Public holiday in Japan

Children's Day (こどもの日, Kodomo no hi) is a public holiday in Japan which takes place annually on May 5 and is the final celebration in Golden Week. It is a day set aside to respect children's personalities and to celebrate their happiness. It was designated a national holiday by the Japanese government in 1948, but has been a day of celebration in Japan since ancient times.

Children's Day has officially been a day to wish for the happiness of all children since 1948, but its origin, Tango no Sekku, was a day for boys from the Kamakura period in the 12th century to the mid-20th century, and the customs of Children's Day still retain vestiges from that time.

==History==
The day was originally called Tango no sekku (端午の節句) – one of the five annual ceremonies held at the imperial court – and was celebrated on the fifth day of the fifth moon in the Lunisolar calendar.

Tango no Sekku was originally a day for women to purify the house by thatching the roof with irises, which were believed to be effective in repelling evil spirits, and for women to rest their bodies, but it was changed to a day for boys in the Kamakura period (1185–1333) when the samurai class took control of the government. The reason for this was that the iris was a plant that represented the samurai because its leaves were shaped like the blade of a Japanese sword, and the word shōbu (尚武), which means "to value military affairs", had the same pronunciation as iris (菖蒲) and was therefore considered an auspicious plant for the samurai. Since this period, yabusame (Japanese horseback archery) was held on May 5 as a way to ward off evil spirits.

The custom of displaying mini Japanese armor and kabuto (helmets) on Children's Day, called Gogatsu Ningyo (May doll), has its origins in the Kamakura to Muromachi periods (1333–1573).
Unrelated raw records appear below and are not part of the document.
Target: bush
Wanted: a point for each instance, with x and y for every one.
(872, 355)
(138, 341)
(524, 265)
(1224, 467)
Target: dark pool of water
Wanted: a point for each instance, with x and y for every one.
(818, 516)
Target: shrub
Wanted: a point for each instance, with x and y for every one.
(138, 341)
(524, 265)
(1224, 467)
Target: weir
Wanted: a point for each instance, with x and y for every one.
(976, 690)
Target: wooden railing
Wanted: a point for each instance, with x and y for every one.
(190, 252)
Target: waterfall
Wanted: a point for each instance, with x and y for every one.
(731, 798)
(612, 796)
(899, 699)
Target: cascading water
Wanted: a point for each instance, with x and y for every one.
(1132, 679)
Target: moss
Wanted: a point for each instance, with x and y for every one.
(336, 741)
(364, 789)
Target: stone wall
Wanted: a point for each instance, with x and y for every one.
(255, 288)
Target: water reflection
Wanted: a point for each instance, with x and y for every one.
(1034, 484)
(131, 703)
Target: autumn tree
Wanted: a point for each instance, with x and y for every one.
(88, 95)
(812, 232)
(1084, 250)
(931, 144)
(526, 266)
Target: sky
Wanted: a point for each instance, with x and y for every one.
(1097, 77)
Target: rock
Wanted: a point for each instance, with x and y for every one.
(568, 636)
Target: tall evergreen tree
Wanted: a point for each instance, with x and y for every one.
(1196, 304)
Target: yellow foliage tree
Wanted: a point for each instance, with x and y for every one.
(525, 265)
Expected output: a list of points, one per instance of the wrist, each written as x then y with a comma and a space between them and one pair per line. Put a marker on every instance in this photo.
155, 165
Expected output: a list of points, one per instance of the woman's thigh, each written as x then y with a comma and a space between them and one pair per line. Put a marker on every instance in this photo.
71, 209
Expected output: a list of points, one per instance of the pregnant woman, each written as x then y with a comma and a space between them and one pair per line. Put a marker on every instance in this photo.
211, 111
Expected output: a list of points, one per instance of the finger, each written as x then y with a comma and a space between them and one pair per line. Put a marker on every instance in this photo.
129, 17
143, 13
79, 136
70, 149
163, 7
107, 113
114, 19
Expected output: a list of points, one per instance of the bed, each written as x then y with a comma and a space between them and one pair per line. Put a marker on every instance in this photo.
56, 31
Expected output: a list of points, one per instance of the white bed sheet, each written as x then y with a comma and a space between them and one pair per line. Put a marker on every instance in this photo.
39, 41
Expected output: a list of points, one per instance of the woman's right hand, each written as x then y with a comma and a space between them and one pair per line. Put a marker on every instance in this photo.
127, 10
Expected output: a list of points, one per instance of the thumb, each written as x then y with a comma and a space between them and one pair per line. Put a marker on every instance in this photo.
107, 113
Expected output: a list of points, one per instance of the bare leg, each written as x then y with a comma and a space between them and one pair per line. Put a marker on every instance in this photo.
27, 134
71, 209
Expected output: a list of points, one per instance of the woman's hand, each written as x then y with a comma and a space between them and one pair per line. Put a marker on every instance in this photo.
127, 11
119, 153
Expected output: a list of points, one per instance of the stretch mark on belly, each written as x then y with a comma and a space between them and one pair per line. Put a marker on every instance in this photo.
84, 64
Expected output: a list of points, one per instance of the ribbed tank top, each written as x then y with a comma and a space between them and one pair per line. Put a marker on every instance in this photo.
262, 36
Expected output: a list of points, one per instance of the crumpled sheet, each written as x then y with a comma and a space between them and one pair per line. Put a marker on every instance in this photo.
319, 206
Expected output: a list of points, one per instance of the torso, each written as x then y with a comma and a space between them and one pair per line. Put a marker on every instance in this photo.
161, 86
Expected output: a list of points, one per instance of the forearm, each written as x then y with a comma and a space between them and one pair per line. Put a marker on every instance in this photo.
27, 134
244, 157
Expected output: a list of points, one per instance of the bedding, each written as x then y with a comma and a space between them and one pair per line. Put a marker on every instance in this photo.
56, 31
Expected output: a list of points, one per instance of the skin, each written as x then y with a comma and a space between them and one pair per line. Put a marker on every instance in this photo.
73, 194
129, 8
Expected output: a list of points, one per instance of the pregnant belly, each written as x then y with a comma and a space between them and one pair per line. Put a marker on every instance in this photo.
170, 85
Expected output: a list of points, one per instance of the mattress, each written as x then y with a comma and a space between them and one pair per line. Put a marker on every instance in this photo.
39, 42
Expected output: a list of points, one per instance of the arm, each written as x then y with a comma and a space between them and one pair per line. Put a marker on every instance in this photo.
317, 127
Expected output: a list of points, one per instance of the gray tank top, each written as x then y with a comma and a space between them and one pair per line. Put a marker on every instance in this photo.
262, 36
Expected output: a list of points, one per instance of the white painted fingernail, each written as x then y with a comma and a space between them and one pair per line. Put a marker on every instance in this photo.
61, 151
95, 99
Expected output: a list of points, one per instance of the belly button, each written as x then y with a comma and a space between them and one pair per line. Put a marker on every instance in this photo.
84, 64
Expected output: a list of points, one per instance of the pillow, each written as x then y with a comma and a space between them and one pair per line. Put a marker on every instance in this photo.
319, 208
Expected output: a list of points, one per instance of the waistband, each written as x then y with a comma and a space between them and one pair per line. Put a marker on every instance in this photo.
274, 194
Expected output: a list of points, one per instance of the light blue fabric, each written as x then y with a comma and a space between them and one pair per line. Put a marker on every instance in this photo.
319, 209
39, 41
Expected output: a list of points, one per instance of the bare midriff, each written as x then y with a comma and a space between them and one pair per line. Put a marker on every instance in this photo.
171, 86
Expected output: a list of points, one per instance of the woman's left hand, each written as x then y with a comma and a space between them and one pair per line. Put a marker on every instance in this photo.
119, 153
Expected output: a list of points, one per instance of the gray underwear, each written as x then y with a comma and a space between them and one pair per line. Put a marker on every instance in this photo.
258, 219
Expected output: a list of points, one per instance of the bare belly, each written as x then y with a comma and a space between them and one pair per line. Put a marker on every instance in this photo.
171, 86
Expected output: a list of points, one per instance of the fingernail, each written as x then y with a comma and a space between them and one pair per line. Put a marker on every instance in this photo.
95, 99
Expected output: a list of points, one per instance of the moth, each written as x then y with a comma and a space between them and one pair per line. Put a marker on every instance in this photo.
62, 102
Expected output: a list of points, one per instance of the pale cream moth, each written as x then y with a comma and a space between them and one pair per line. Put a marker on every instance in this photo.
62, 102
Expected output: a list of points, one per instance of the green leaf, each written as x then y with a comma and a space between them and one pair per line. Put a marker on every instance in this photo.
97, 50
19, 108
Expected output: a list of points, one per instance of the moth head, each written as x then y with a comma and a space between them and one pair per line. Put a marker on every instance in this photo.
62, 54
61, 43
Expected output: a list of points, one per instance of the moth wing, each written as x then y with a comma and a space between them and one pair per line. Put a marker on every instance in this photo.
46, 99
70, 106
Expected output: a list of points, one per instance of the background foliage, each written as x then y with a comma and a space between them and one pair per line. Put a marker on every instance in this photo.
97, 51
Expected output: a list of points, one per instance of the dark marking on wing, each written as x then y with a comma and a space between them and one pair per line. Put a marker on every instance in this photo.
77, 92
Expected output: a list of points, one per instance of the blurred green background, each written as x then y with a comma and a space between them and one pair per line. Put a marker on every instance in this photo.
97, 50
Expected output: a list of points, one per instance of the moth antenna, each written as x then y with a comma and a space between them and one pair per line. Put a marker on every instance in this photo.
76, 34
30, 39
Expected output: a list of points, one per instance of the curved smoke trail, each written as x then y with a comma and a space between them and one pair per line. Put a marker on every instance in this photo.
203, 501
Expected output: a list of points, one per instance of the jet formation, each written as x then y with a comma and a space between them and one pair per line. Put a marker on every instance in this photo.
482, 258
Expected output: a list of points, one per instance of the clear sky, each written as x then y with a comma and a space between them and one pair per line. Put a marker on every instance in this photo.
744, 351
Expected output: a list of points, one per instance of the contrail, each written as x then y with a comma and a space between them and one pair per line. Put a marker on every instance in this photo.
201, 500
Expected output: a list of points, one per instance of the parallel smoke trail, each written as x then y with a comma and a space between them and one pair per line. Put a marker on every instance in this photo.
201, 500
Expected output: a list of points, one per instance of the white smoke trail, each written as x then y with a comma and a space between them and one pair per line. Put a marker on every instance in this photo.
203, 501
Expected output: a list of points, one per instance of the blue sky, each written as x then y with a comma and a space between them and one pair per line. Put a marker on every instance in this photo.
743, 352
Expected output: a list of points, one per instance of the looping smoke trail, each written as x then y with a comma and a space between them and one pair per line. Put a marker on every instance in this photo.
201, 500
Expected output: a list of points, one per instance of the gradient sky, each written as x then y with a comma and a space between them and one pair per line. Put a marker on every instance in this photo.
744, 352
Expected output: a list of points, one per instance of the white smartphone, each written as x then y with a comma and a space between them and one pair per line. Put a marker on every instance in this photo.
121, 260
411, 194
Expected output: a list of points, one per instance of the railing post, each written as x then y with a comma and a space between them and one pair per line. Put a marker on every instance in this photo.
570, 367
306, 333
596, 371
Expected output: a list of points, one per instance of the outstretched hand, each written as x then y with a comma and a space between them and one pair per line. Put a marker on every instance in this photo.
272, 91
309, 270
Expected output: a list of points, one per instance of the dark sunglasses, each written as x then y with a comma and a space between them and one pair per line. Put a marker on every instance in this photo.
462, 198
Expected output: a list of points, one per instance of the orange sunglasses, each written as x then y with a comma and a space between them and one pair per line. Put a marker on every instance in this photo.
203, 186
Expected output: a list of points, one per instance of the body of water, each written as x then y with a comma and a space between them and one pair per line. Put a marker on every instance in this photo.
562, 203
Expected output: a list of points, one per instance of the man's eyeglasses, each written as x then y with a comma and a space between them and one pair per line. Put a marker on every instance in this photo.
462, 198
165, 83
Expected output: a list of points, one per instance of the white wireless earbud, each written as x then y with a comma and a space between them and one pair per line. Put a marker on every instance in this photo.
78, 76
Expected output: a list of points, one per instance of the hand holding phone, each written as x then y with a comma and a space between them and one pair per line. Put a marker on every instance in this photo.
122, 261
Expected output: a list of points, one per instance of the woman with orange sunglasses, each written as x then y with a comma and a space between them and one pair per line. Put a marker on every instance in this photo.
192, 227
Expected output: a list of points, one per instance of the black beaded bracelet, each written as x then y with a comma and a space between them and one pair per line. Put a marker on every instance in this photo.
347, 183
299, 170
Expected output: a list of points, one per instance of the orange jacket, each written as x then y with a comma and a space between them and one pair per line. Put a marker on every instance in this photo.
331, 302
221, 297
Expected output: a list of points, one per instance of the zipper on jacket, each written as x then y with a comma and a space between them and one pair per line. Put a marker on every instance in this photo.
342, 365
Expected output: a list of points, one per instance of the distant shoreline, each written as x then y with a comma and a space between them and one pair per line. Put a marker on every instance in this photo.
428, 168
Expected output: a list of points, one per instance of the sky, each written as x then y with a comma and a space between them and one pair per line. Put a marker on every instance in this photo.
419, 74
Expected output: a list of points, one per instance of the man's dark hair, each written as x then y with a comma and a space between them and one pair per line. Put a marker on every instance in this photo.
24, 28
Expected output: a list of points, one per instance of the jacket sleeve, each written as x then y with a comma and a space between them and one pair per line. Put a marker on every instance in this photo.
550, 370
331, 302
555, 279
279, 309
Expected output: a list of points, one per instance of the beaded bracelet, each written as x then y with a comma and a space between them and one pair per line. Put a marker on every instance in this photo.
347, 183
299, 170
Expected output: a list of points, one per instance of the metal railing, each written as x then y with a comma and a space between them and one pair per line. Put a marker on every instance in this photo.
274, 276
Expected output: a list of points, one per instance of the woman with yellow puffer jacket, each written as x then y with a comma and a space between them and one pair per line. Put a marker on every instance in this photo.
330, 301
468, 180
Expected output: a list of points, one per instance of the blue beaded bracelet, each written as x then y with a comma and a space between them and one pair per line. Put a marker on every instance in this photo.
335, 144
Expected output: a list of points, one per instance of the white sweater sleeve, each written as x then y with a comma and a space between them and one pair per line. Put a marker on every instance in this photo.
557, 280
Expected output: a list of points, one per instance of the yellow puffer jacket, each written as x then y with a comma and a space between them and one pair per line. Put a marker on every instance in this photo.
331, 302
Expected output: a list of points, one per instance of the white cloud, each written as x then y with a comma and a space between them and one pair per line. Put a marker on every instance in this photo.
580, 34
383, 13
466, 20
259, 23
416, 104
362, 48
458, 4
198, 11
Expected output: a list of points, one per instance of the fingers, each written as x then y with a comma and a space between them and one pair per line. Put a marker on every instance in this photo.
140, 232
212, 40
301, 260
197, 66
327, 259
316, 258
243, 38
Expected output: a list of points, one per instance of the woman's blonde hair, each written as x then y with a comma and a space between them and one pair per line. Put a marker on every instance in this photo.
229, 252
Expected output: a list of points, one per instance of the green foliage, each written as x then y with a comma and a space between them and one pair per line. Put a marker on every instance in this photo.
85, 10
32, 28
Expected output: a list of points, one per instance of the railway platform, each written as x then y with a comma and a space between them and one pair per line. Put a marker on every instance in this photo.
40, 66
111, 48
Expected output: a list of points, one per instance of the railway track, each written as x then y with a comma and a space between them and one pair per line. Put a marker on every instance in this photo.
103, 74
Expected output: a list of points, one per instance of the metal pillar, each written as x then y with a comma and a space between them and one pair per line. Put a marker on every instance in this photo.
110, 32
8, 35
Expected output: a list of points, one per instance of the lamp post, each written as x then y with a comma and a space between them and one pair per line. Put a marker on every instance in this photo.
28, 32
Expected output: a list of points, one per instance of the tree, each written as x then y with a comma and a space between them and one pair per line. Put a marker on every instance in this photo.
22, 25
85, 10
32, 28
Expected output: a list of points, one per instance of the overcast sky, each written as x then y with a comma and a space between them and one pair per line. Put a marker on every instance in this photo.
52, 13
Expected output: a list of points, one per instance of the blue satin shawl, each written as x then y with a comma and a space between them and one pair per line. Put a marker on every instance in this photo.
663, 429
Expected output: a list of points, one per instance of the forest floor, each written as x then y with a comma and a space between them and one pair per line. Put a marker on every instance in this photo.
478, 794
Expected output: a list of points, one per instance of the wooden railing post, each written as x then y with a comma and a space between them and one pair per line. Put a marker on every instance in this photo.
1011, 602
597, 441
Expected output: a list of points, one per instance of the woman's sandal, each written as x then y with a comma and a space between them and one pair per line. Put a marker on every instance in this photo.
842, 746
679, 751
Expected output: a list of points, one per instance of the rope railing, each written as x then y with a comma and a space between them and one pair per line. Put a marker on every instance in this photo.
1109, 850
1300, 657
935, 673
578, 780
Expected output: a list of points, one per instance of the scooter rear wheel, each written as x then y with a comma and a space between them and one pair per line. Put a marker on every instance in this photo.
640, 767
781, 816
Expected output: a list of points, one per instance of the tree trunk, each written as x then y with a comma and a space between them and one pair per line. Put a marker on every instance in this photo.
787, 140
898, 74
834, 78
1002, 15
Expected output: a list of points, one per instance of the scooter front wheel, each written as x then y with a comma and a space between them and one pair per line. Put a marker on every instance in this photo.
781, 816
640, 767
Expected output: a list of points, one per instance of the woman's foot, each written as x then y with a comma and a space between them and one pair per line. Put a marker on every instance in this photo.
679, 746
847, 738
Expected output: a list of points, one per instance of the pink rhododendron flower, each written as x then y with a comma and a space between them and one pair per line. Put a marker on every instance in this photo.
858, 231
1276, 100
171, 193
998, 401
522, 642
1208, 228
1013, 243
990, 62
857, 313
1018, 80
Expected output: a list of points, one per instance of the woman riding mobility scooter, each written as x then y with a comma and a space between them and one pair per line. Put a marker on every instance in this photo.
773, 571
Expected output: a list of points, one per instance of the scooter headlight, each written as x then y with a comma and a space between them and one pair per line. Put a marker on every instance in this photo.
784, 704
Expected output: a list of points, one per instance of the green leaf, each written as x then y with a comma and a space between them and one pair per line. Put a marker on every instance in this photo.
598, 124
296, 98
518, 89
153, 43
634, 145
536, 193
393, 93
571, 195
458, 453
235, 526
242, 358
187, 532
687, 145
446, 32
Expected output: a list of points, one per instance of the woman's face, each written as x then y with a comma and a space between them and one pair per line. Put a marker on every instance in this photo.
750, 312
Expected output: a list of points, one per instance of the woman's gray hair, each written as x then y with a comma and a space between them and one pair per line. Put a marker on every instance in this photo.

Samurai used to take their armor, kabuto, and Japanese swords out of their storage boxes in May before the rainy season to take care of them. Since this was the time of the Tango no Sekku, they began to display armor, kabuto, and Japanese swords in the hope of protecting their children.

During the Edo period (1603–1867), Tango no Sekku celebrations became extravagant, and samurai households began to display samurai dolls (Musha Ningyo, 武者人形) in addition to real armor, kabuto, and Japanese swords. Ordinary households began to display paper kabuto. The custom of bathing in the bathtub with irises on May 5 began in this period.

The custom of decorating koinobori (carp streamers) on Children's Day originated in the Edo period (1603–1867). During the Edo period, samurai households began to decorate their yards with nobori or fukinuke (吹貫) flags, which were colored with mon (family crests) to represent military units, during Tango no Sekku. The nobori and fukinuke were then merged, and the first koinobori appeared in Edo (now Tokyo). The colorful koinobori as we know them today became popular from the Meiji era (1868–1912).

After Japan switched to the Gregorian calendar, the date was moved to May 5. Until 1948, Children's Day was known as Boys' Day (also known as Feast of Banners), celebrating boys and recognizing fathers, as the counterpart to Hinamatsuri, or "Girl's Day" on March 3. In 1948, the name was changed to Children's Day to include both male and female children, as well as recognizing mothers along with fathers and family qualities of unity.

In the Showa era (1926–1989), the popularity shifted from samurai dolls to miniature armor, and since the 21st century, miniature kabuto have become popular, probably due to the size of Japanese homes.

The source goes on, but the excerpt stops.